Pour autant, au-delà de l’histoire en elle-même, c’est la terreur profonde que l’on ressent à la lecture, qui nous saisit rapidement. La dégénérescence des habitants d’Innsmouth, leur aspect visqueux, la lente attaque qui se prépare, avec des monstres de plus en plus présent, il y a une vraie montée de l’angoisse et de la peur, qui fait que l’on craint pour Robert, qui raconte cette histoire à la première personne. L’exploration de la ville permet aussi de voir un homme qui comprend dans quelle mouise il s’est mis, et qui décide alors de se sauver, seul face à une horde sauvage. Robert est seul, et les rares humains qu’il rencontre ne font pas long feu, ou alors cachent quelque chose de sordide. Et Gou Tanabe arrive bien à cerner cette atmosphère à travers ses dessins, qui trouvent un bel écho par rapport à la précédente histoire.

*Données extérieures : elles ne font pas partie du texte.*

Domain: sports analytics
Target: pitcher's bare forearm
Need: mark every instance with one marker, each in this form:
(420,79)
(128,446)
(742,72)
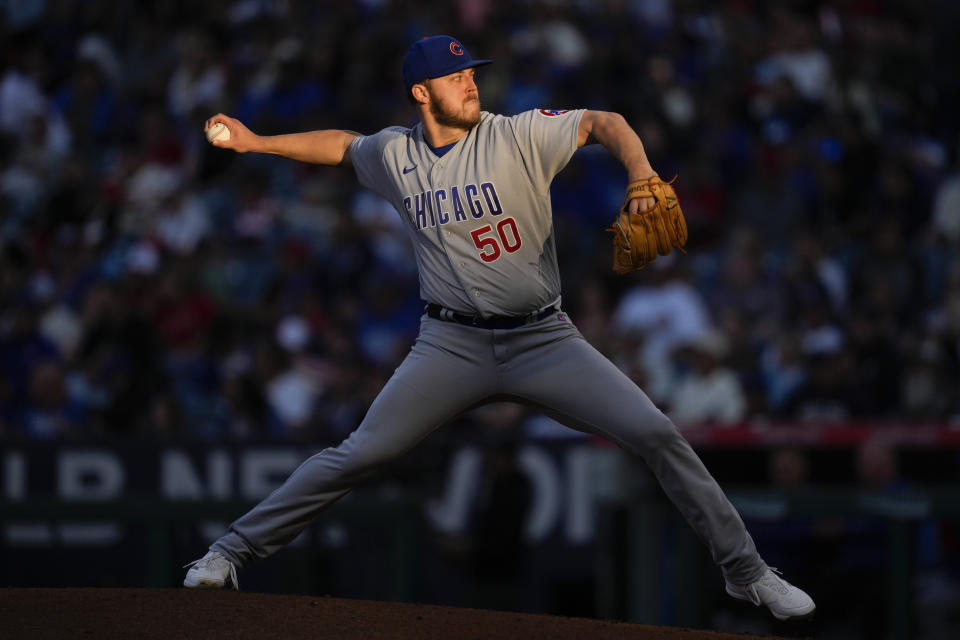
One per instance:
(612,132)
(327,147)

Ici, il n’y a pas besoin de couleur pour rendre l’ensemble angoissant. L’auteur le sait, et il va en profiter pour travailler sur ses aplats de gris et de noir, afin de donner corps à ces hommes-poissons et aux abysses. Il y a aussi une belle décrépitude de la ville, qui est laissée à l’abandon, mais qui présente aussi des aspects de cité cyclopéenne engloutie, comme si des algues pendaient aux fenêtres. De plus, afin de mieux nous étouffer dans des dessins fouillis et riches, on aura droit à de sublimes double-planches qui présentent des monstres en gros plans, de terribles attaques, ou encore des hordes qui font penser à une masse informe et suintante dévalant les routes pour envahir le monde. C’est à la fois monstrueux et beau, et le mangaka gère parfaitement le dynamisme des cadres pour mieux nous cueillir.
Au final, Le Cauchemar d’Innsmouth est peut-être la meilleure adaptation de Gou Tanabe, avec Les Montagnes Hallucinées. Encore une fois, l’auteur montre qu’en prenant son temps sur deux tomes, il peut mieux s’exprimer à travers l’histoire de Lovecraft, et en profitant pour offrir des dessins à la fois sublimes et angoissants, renforçant un sentiment d’insécurité et de danger imminent. Une belle réussite donc, qui parvient sans mal à nous rendre mal à l’aise, et qui rend un bel hommage à cet auteur disparu trop tôt, au milieu de ses grands anciens et autres cultistes fous.